Reputation: 2198
I'm trying to parse some html with BeautifulSoup4 and Python 2.7.6, but the string is returning "None". The HTML i'm trying to parse is:
<div class="booker-booking">
2 rooms
·
USD 0
<!-- Commission: USD -->
</div>
The snippet from python I have is:
data = soup.find('div', class_='booker-booking').string
I've also tried the following two:
data = soup.find('div', class_='booker-booking').text
data = soup.find('div', class_='booker-booking').contents[0]
Which both return:
u'\n\t\t2\xa0rooms \n\t\t\xb7\n\t\tUSD\xa00\n\t\t\n
I'm ultimately trying to get the first line into a variable just saying "2 Rooms", and the third line into another variable just saying "USD 0".
Upvotes: 3
Views: 10658
Reputation: 414079
.string
returns None
because the text node is not the only child (there is a comment).
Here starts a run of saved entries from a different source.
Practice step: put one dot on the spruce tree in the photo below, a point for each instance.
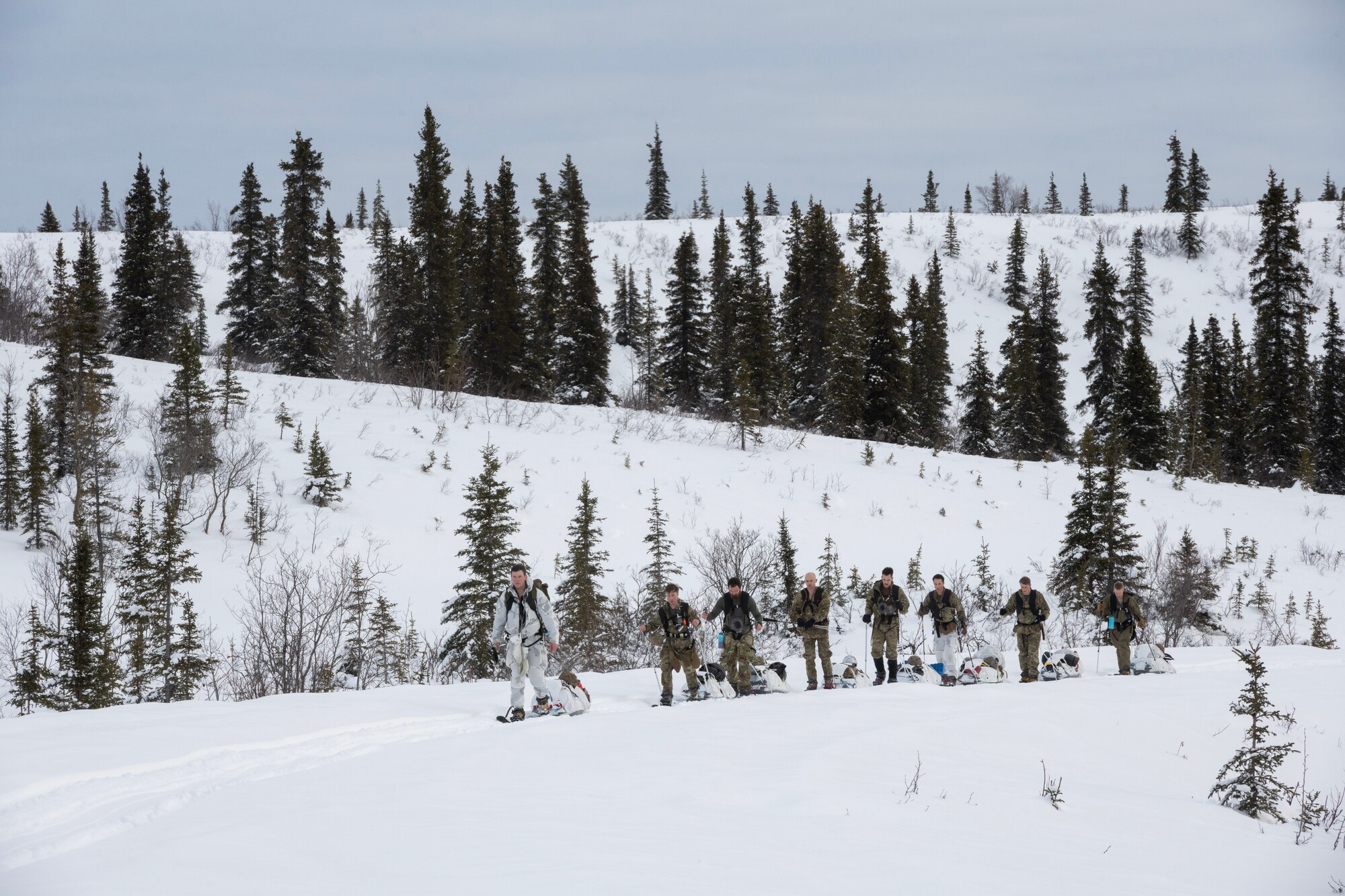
(488, 528)
(11, 469)
(548, 280)
(37, 512)
(188, 415)
(108, 221)
(978, 411)
(1016, 267)
(1176, 197)
(1105, 329)
(660, 206)
(1054, 205)
(580, 350)
(1281, 417)
(952, 247)
(49, 222)
(303, 339)
(1330, 408)
(322, 485)
(930, 196)
(254, 280)
(1247, 780)
(684, 334)
(931, 372)
(1085, 200)
(582, 607)
(770, 206)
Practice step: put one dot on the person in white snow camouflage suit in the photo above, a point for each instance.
(524, 616)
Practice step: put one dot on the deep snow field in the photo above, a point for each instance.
(418, 787)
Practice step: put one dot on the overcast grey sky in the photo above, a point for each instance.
(813, 97)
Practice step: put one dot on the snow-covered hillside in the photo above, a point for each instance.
(798, 794)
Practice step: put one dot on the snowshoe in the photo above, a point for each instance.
(1059, 663)
(1151, 658)
(849, 673)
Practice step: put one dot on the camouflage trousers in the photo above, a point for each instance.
(886, 639)
(680, 654)
(1121, 638)
(817, 641)
(1030, 651)
(738, 658)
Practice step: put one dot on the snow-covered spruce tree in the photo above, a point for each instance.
(254, 279)
(977, 424)
(1016, 268)
(1105, 329)
(303, 339)
(88, 676)
(189, 415)
(582, 607)
(662, 567)
(582, 342)
(930, 196)
(1280, 284)
(660, 205)
(683, 338)
(322, 485)
(489, 528)
(1330, 408)
(1176, 196)
(1247, 780)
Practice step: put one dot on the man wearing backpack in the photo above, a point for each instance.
(524, 616)
(949, 616)
(1121, 610)
(810, 611)
(1032, 611)
(883, 608)
(676, 622)
(739, 654)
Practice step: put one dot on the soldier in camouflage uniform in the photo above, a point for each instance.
(810, 611)
(949, 616)
(883, 608)
(739, 654)
(673, 627)
(1032, 610)
(1124, 608)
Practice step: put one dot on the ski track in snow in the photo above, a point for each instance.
(67, 813)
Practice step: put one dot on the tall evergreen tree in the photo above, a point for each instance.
(1054, 205)
(583, 608)
(89, 673)
(254, 279)
(1085, 198)
(1330, 408)
(1280, 284)
(1176, 197)
(303, 341)
(49, 222)
(930, 196)
(1016, 267)
(489, 528)
(1105, 329)
(582, 350)
(977, 424)
(108, 221)
(660, 206)
(684, 339)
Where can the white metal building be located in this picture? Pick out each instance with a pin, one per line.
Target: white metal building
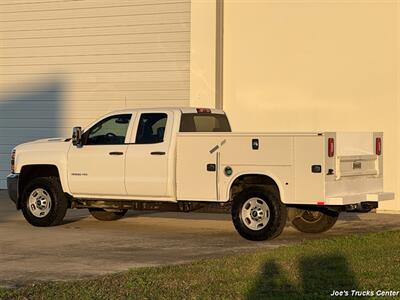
(64, 63)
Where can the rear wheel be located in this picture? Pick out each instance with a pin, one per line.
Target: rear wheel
(258, 214)
(43, 202)
(104, 215)
(309, 221)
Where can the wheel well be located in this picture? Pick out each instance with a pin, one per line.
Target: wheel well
(244, 181)
(33, 171)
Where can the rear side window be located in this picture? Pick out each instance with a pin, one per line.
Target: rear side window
(151, 128)
(204, 123)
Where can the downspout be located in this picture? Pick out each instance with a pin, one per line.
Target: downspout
(219, 55)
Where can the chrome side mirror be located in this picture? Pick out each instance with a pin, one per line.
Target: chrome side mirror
(77, 136)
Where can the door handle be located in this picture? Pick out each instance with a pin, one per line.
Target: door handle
(116, 153)
(158, 153)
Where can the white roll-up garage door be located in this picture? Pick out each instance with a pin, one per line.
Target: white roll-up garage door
(65, 62)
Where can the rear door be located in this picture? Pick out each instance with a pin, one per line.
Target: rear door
(197, 166)
(148, 156)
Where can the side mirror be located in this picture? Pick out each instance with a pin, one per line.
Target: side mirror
(77, 136)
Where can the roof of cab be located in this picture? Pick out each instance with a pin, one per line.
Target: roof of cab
(184, 110)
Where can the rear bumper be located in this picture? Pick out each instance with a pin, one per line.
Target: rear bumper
(358, 198)
(12, 187)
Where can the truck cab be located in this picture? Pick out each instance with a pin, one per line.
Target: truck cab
(188, 157)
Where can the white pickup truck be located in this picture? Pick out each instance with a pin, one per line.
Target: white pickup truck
(188, 158)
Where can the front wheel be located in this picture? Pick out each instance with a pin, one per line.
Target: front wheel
(317, 221)
(104, 215)
(258, 214)
(43, 202)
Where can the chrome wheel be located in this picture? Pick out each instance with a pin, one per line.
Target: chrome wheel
(39, 203)
(255, 213)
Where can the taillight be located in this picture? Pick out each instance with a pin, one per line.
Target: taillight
(378, 146)
(203, 110)
(331, 147)
(13, 161)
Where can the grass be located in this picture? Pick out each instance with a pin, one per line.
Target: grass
(311, 270)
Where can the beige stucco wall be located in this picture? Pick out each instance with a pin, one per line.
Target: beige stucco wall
(310, 66)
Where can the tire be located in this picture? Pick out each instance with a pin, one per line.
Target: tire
(103, 215)
(43, 202)
(254, 203)
(314, 221)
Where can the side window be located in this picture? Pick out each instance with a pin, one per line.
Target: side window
(110, 131)
(151, 128)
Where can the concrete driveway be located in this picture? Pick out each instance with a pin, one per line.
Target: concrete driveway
(83, 247)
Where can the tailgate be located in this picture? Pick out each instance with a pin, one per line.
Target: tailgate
(355, 170)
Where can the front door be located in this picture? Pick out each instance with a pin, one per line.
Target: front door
(98, 167)
(147, 159)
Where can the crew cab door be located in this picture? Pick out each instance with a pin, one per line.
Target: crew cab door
(98, 167)
(148, 156)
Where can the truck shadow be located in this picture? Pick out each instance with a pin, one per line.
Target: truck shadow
(28, 111)
(318, 277)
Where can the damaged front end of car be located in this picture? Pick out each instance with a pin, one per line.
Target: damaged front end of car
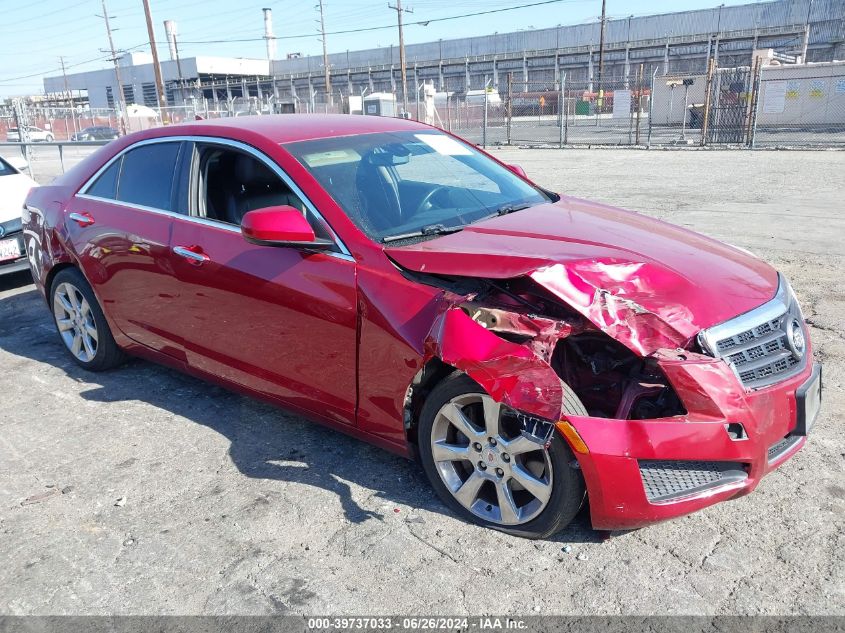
(659, 428)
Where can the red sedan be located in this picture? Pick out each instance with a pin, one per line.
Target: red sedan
(383, 277)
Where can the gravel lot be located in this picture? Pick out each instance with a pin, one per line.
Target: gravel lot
(229, 506)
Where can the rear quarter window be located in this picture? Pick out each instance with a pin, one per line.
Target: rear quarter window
(148, 174)
(106, 185)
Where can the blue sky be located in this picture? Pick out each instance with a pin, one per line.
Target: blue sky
(34, 33)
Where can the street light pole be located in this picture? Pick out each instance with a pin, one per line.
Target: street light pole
(160, 95)
(120, 100)
(325, 53)
(398, 8)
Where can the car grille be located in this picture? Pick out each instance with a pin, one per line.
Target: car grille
(756, 344)
(671, 480)
(760, 353)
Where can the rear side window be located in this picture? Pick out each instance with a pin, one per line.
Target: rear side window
(106, 185)
(148, 175)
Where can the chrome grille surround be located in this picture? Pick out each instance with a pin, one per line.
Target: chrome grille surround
(757, 344)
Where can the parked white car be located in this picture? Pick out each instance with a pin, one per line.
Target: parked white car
(14, 187)
(33, 134)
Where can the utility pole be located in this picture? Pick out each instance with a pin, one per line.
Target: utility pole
(179, 68)
(326, 68)
(120, 100)
(161, 97)
(806, 42)
(398, 8)
(69, 95)
(601, 42)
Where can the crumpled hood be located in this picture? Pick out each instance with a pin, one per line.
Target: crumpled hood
(648, 284)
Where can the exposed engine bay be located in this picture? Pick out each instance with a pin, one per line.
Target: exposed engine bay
(609, 379)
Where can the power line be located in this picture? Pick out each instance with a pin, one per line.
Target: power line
(56, 70)
(381, 28)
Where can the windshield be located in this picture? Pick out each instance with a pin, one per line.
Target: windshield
(410, 185)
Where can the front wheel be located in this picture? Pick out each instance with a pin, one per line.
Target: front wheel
(81, 323)
(492, 468)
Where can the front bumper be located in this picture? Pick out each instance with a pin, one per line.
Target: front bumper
(639, 472)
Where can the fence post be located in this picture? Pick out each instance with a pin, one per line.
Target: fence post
(560, 104)
(758, 83)
(708, 98)
(651, 107)
(484, 132)
(639, 100)
(510, 108)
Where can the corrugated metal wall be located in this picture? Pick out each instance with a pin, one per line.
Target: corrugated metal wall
(826, 18)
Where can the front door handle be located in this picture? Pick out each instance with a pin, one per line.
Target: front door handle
(82, 219)
(192, 253)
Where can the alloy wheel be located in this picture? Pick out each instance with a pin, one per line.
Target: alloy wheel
(75, 321)
(490, 464)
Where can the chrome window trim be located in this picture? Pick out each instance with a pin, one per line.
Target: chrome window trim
(257, 154)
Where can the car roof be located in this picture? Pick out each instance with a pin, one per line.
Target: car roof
(288, 128)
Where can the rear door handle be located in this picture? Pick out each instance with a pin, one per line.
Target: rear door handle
(192, 253)
(82, 219)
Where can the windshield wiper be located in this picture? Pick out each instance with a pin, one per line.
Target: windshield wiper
(507, 208)
(431, 229)
(510, 208)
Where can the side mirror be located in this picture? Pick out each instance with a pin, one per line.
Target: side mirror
(519, 171)
(280, 226)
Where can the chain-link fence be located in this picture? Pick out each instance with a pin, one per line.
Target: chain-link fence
(759, 106)
(800, 106)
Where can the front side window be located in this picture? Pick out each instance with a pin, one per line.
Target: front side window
(411, 185)
(148, 175)
(106, 184)
(230, 183)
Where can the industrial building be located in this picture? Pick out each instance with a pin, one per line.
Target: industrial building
(681, 42)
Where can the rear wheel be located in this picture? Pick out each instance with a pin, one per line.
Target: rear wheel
(81, 323)
(492, 467)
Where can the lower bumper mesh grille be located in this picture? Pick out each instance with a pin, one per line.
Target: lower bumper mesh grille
(782, 446)
(668, 480)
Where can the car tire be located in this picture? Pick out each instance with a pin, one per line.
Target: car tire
(499, 501)
(81, 324)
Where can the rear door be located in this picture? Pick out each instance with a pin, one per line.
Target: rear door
(120, 225)
(280, 321)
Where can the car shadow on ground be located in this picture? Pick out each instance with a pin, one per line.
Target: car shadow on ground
(265, 442)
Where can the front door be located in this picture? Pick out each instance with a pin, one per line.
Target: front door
(120, 224)
(280, 321)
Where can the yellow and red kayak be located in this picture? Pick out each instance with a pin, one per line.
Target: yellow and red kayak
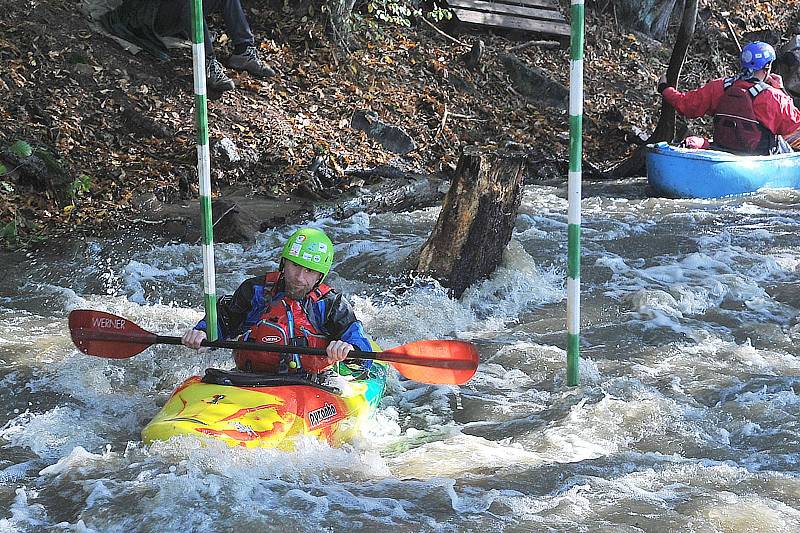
(252, 410)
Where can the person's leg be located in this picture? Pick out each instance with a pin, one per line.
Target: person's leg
(236, 25)
(245, 54)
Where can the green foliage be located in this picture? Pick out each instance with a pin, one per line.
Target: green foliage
(20, 149)
(392, 12)
(80, 186)
(403, 12)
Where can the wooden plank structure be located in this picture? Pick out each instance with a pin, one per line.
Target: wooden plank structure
(540, 16)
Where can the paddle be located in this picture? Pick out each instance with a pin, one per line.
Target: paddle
(437, 362)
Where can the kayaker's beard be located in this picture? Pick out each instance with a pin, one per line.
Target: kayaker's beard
(297, 291)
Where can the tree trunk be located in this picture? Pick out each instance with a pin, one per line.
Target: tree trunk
(665, 129)
(477, 218)
(648, 16)
(340, 12)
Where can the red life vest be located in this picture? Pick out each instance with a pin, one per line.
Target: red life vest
(736, 128)
(284, 321)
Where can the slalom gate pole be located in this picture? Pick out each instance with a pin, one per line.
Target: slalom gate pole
(204, 168)
(574, 191)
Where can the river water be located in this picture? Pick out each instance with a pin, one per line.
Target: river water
(686, 417)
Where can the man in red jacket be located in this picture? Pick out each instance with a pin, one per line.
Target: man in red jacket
(751, 110)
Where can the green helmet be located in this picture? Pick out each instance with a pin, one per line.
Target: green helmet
(310, 248)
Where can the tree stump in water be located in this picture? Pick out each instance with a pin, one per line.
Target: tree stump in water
(477, 218)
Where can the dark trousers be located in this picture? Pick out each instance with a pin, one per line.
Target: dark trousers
(175, 16)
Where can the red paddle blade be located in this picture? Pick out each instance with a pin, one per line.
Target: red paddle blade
(105, 335)
(435, 362)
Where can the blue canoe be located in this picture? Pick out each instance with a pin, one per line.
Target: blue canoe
(687, 173)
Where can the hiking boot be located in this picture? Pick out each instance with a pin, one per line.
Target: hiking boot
(216, 79)
(250, 62)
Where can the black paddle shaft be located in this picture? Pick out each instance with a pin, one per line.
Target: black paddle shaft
(148, 339)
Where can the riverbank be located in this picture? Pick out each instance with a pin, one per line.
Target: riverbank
(119, 127)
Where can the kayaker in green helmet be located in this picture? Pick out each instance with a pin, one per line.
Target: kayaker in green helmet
(290, 307)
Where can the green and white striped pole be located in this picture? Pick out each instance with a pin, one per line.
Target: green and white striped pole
(574, 192)
(204, 169)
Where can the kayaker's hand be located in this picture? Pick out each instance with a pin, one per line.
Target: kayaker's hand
(338, 350)
(775, 80)
(193, 338)
(662, 84)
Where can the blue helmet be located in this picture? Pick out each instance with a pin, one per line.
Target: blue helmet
(757, 55)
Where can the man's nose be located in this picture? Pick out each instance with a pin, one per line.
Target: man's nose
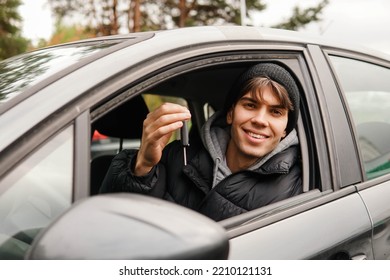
(260, 117)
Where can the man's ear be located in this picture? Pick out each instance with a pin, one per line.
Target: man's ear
(229, 116)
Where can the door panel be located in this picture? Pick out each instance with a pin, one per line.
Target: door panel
(337, 229)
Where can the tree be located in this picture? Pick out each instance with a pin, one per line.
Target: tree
(11, 41)
(302, 17)
(107, 17)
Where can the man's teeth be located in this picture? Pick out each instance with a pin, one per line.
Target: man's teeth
(257, 136)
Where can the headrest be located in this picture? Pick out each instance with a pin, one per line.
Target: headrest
(124, 122)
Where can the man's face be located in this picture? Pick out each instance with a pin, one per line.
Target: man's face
(256, 128)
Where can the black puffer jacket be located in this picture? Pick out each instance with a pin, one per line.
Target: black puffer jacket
(191, 186)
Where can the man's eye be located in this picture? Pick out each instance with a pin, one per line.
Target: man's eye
(278, 112)
(249, 105)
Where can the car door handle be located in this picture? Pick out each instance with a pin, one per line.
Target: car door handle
(361, 257)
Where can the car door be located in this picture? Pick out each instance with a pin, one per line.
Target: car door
(366, 89)
(334, 224)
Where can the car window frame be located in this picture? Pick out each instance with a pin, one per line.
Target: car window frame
(366, 59)
(299, 67)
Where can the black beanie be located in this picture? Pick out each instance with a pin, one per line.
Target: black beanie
(276, 73)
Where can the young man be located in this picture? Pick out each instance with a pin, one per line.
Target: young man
(248, 158)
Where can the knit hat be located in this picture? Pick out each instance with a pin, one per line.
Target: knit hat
(276, 73)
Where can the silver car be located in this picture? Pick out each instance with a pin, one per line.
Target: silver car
(66, 110)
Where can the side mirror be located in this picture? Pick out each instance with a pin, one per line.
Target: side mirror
(130, 226)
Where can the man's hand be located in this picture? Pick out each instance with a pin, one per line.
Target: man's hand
(157, 130)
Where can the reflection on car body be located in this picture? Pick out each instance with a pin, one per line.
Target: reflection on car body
(53, 100)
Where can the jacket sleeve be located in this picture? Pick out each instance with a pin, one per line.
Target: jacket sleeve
(119, 177)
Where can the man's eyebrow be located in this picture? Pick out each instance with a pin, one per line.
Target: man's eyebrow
(254, 100)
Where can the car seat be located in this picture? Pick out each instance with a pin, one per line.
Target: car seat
(124, 122)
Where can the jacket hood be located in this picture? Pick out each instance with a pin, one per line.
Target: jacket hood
(216, 136)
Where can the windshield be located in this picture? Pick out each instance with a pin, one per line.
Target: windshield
(23, 71)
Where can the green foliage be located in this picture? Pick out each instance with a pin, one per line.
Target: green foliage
(301, 17)
(11, 42)
(107, 17)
from bs4 import BeautifulSoup, Comment
soup = BeautifulSoup(html)
div = soup.find('div', 'booker-booking')
# remove comments
text = " ".join(div.find_all(text=lambda t: not isinstance(t, Comment)))
# -> u'\n 2\xa0rooms\n \xb7\n USD\xa00\n \n'
To remove Unicode whitespace:
text = " ".join(text.split())
# -> u'2 rooms \xb7 USD 0'
print text
# -> 2 rooms · USD 0
To get your final variables:
var1, var2 = [s.strip() for s in text.split(u"\xb7")]
# -> u'2 rooms', u'USD 0'
Upvotes: 5
Reputation: 463
After you have done data = soup.find('div', class_='booker-booking').text
you've extracted the data you need from the HTML. Now you just need to format it to get "2 Rooms" and "USD 0. The first step is probably splitting the data by line:
import string
lines = string.split(data, '\n')
Which will give [u'', u'\t\t2\xa0rooms ', u'\t\t\xb7', u'\t\tUSD\xa00', u'\t\t', u'']
Now you need to get rid of the whitespace, unescape the html characters, and remove the lines that don't have data:
import HTMLParser
h = HTMLParser.HTMLParser()
formatted_lines = [string.strip(h.unescape(line)) for line in lines if len(line) > 3]
You will be left with the data you want:
print formatted_lines[0]
#2 rooms
print formatted_lines[1]
#USD 0
Upvotes: 0